Now — as opposed to late this year — is the time to take action to avoid the January bill blues again next year. If you start a Christmas savings plan early in the year, you can more or less painlessly accumulate your own end-of-year bonus.

There are a couple of good ways to do this. One is by setting up a regular transfer — perhaps the day after your payday — to a savings account with a bank or credit union.

Many credit unions offer Christmas accounts, and this past Christmas the average credit union member had a balance of about $800, up considerably from the year before, says Lynch. “And when you break it down, $800 is only around $18 per week over the course of the year.”

Consumer NZ, which reported last March on ways of saving for Christmas, says bank savings accounts can also work well.

It’s good if the account rewards you for not withdrawing money through the year. Some do this by charging a fee if you make more than one withdrawal a month, and some pay bonus interest each month if your balance has increased or you have made no withdrawals.

Look for an account that pays reasonable interest. To my surprise, though, Consumer NZ found that you will probably get a better effective return if you save through a supermarket Christmas club.

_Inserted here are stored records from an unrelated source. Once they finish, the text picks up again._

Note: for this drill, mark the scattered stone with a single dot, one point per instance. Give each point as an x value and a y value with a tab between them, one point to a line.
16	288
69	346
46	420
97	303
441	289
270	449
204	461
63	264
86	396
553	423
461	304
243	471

The money saved can be spent only in the supermarket, but it would be useful for the big spend-up on Christmas food and drinks.

In some supermarket chains you make deposits or buy Christmas vouchers at the checkout, in others you use automatic payments, and some plans accept both. The rewards vary.

At New World and Pak’nSave, for every $5 saved in December through February, you can spend $5.32 after the following December 1 — an attractive tax-free return of 6.4 per cent, and that’s over less than a year.

If you save later in the year, the bonus is smaller. By September through November, for every $5 saved you can spend $5.17. Still, that’s 3.4 per cent over three months or less — a great return.

At Countdown, Woolworths and Foodtown, it’s simpler. You buy vouchers through the year, and when you redeem them in December or January you receive a 5 per cent bonus.

While the idea is to buy vouchers gradually through the year, a spokesman confirmed that you can buy them in late November and spend them soon after — receiving an instant 5 per cent return.

Other chains have similar schemes. Look for info on their websites or in stores.

Mary Holm is a freelance journalist, a director of Financial Services Complaints Ltd (FSCL), a seminar presenter and a bestselling author on personal finance. From 2011 to 2019 she was a founding director of the Financial Markets Authority. Her opinions are personal, and do not reflect the position of any organisation in which she holds office. Mary’s advice is of a general nature, and she is not responsible for any loss that any reader may suffer from following it.